I am not an extrovert, but I couldn’t imagine myself working a job where dealing with people wasn’t part of the norm. In many ways, I need people. For a variety of reasons. Yet by the time I’m off work, driving home, and settling in to another night alone, I wish for nothing to infringe on my precious solitude.
In 2011-2012 I lived with my best friend, back when I was doing entry-level accounting and making $12 an hour. Rent for that apartment wasn’t bad at all, like $450 apiece, so it’s natural why Trey and I spent such a bulk of our free time gambling at the casino. It isn’t like we had that kind of money; we just didn’t have many reasonable places to spend it.
It’s only now that I realize Trey is the only person, at least as long as I’m unmarried, that I’m capable of living with. In spite of our vast differences on the surface, he is the person I least have to alter my lifestyle for. He knows I’m into sports and politics, and I know he’s into cars and Snapchat. Other than that, we agree on most of the big issues, and we share a love for money and gambling. It’s as simple as that.

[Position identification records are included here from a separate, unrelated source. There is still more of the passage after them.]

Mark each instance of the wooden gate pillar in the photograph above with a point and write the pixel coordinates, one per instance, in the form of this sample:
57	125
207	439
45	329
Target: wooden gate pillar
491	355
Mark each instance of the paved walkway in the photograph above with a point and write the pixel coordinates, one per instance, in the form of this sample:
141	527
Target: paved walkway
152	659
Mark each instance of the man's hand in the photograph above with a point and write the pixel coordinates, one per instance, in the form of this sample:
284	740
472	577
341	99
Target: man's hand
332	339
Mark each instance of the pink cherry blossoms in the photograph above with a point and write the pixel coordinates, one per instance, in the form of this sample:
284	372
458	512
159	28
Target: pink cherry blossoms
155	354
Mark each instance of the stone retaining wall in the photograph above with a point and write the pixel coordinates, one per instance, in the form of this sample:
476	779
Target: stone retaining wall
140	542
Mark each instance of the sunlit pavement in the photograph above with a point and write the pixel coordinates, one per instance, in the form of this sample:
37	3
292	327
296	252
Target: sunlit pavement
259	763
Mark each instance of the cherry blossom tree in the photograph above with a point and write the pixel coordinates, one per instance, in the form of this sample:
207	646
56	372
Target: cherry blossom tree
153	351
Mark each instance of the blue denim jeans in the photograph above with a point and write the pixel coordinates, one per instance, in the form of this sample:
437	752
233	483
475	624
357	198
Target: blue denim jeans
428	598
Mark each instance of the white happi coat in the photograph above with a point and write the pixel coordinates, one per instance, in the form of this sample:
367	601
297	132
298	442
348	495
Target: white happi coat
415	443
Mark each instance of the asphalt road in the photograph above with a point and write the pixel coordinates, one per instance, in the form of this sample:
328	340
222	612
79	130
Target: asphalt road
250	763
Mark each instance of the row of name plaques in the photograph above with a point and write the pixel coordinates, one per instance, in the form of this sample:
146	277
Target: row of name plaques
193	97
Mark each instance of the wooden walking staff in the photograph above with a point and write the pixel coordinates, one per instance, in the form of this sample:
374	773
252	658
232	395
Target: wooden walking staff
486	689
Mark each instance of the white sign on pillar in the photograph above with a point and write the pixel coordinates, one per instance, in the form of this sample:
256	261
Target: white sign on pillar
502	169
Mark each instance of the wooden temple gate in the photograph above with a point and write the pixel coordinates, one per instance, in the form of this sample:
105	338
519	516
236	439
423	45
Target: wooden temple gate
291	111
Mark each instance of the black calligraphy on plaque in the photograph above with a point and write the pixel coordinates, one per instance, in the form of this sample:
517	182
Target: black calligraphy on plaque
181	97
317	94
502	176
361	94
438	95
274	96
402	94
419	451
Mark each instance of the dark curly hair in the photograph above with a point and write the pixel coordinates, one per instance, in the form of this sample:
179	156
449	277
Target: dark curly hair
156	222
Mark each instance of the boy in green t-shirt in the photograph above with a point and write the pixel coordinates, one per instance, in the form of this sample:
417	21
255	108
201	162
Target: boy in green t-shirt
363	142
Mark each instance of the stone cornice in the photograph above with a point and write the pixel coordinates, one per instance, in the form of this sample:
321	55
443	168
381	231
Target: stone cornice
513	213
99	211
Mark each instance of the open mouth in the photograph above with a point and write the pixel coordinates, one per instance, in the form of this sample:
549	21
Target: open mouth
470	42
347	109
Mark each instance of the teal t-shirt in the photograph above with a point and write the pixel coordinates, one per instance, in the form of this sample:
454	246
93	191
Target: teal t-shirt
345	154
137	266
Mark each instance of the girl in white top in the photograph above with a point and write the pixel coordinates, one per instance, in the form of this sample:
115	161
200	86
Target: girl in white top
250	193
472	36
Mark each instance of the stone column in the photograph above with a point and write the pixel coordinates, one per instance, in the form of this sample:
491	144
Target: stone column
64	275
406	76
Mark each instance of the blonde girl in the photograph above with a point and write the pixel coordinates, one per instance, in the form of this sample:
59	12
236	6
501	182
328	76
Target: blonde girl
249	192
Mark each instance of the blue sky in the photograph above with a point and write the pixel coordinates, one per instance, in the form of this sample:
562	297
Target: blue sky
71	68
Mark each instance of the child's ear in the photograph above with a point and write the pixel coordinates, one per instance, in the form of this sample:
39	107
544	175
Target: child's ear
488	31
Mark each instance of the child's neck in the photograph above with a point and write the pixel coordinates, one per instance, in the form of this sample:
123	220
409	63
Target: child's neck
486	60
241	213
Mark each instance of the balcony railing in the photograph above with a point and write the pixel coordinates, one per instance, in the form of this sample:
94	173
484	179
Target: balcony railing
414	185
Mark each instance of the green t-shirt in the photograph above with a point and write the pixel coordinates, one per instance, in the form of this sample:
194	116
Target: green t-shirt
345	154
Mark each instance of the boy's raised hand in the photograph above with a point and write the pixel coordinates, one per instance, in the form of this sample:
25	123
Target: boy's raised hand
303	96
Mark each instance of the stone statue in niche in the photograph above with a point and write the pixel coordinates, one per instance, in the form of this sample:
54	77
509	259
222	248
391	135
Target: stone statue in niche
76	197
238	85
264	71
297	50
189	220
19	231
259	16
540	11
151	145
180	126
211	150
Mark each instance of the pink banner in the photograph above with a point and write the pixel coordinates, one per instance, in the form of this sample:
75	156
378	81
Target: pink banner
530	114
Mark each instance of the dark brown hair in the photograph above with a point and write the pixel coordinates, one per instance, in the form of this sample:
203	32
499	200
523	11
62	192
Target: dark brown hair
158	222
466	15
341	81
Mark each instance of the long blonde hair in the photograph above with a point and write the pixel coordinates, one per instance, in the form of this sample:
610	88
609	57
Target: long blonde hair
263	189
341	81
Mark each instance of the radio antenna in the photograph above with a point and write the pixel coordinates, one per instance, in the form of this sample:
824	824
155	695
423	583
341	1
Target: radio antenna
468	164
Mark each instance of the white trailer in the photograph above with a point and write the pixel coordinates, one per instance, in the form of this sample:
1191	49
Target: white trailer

Otherwise, the thought of permanently living with someone is how I feel about carpooling: I just hate having to rely on anybody, ever. And to a large degree I would rather others not have to rely on me. Not unless I, you know, give a shit about that person and know that said person gives said shit about me, too.
I was thrilled to get my driver’s license when I was 16, because I felt what true independence was for the very first time. All of a sudden the world got smaller, and there was power in that.
When I was 18 I flew across the country to dorm at Virginia Tech, and the same type of feeling was there. At times I’ve really believed anything is possible.
But recently is the first I’ve truly been on my own. Yeah I can drive and yeah I can go from coast to coast, but I’ve always had people on the other end of my destination. It’s always been a two-way street.
That’s different now. I go to work and deal craps, and I’m flooded by a constant two-front war among customers and coworkers.
So it’s nice to come home to nothing.